EDUCAZIONE ALLA INTERCULTURALITA’

Quale miglior metodo da trasmettere ai bambini per educarli all’interculturalità se non il gioco?

Il miglior modo di imparare i giochi è quello di giocarli perché attraverso il gioco è possibile sperimentare modalità diverse e alternative di vita.

Il gioco consente di ribaltare gli schemi culturali vigenti attraverso la fantasia e la creatività dei bambini. Diceva Munari: “la semplicità è rivoluzionaria” e i bambini del Terzo Mondo si cimentano a utilizzare materiali grezzi proprio perché sono gli unici strumenti a loro a disposizione; e i bambini dei Paesi Ricchi rimangono incuriositi proprio perché non ci sono abituati.

Il discorso interculturale deve tener conto delle pluralità delle intelligenze.

Cos’ è il gioco se non esperienza umana specifica, se non autoconoscenza. E’ una dimensione fondamentale che fornisce un’opportunità di esperienze tra l’uomo e il bambino. E’ una scoperta del mondo entrare in relazione col proprio ambiente, con gli oggetti, con le persone che lo popolano.

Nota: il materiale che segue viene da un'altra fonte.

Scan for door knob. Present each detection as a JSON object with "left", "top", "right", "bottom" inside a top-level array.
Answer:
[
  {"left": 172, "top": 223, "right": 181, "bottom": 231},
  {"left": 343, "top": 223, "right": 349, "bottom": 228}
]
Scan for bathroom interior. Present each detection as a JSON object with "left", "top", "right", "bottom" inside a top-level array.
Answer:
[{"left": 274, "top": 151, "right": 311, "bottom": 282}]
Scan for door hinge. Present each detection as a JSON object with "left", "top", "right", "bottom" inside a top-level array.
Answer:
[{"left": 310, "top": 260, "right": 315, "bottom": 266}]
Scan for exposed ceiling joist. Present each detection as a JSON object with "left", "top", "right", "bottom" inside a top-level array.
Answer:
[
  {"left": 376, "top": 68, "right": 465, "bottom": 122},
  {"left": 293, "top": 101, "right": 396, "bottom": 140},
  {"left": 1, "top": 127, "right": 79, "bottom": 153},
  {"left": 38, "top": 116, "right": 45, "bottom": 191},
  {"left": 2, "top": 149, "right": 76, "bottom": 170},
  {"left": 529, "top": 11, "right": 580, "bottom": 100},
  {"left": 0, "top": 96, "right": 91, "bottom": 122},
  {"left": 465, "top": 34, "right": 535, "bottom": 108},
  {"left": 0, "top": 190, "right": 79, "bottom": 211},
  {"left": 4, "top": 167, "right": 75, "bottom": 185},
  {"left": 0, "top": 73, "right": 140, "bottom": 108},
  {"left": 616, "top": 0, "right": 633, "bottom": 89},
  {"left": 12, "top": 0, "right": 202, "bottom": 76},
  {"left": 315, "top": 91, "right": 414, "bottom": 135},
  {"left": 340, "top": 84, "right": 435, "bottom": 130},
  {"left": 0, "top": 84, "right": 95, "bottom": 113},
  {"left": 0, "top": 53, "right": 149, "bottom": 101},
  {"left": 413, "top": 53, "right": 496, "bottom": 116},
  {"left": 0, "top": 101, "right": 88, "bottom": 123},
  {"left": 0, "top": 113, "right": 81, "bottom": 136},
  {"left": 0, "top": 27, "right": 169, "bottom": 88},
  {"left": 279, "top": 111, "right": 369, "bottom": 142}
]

Se pensiamo ai giochi degli indigeni Gahuku-Gama della Nuova Guinea riscontriamo sicuramente il gioco simile al nostro come il calcio: una palla molto rudimentale che fa fatica a rimbalzare ma efficace per lanciarla a debita distanza.

Se l’intercultura è l’insieme dei processi generati dalle interazioni fra culture diverse in un rapporto di scambio tra loro, nella prospettiva di arricchire appunto la propria cultura di riferimento deve assolutamente garantire quel diritto alla differenza.

Educare all’interculturalità vuol dire educare ad una predisposizione alla curiosità verso l’altro e al dialogo, a imparare ad andare verso l’altro, a capire come l’altro vede le cose, come le vive. Saper ascoltare senza pregiudizi, al rispetto verso una curiosità sana e soprattutto di scambio. L’altro non è una cosa da studiare in un laboratorio. Così facendo si rischia di non allontanarsi dai pregiudizi altresì risulta essere fondamentale imparare ad interessarsi all’altro in quanto persona come noi anche se diversa sotto alcuni aspetti.

Nell’interpretazione dei giochi realizziamo che, tipologie di gioco come quelli del “mascheramento”e di “competizione” sono condivise da tutte le culture del mondo, legate alle tradizioni popolari ma anche al luogo in cui si gioca o si vive.

L’uso dell’immaginazione nell’educazione interculturale è vitale perché è l’unico modo di uscire dalla catalogazione e dagli stereotipi.

Il linguista e antropologo algerino Mouloud Mammeri scrittore e padre spirituale della rivendicazione berbera va fuori dagli schemi d’identità imposti dal potere politico in Algeria. Il suo essere aperto a tutte le culture del mondo, andando in giro per il mondo a fare conferenze lo portò ad essere criticato dagli estremisti berberi che non accettavano il fatto che lui andasse a dialogare con altre culture invece di promuovere esclusivamente la sua cultura berbera parlando solo la lingua berbera.

Mammari risponde con una frase bellissima: “E’ possibile che i ghetti rassicurino ma è sicuro che siano fonte di sterilità…solo chi come me ha interiorizzato la sua cultura d’origine può affrontare il mondo senza paura”.

Questa frase ricorda una canzone folk americana “show me the place where I don’t have to worry” (mostrami il luogo dove io non devo preoccuparmi). Un posto dove non si deve aver paura e dove non è importante se si sbaglia perché questo è il mondo del gioco.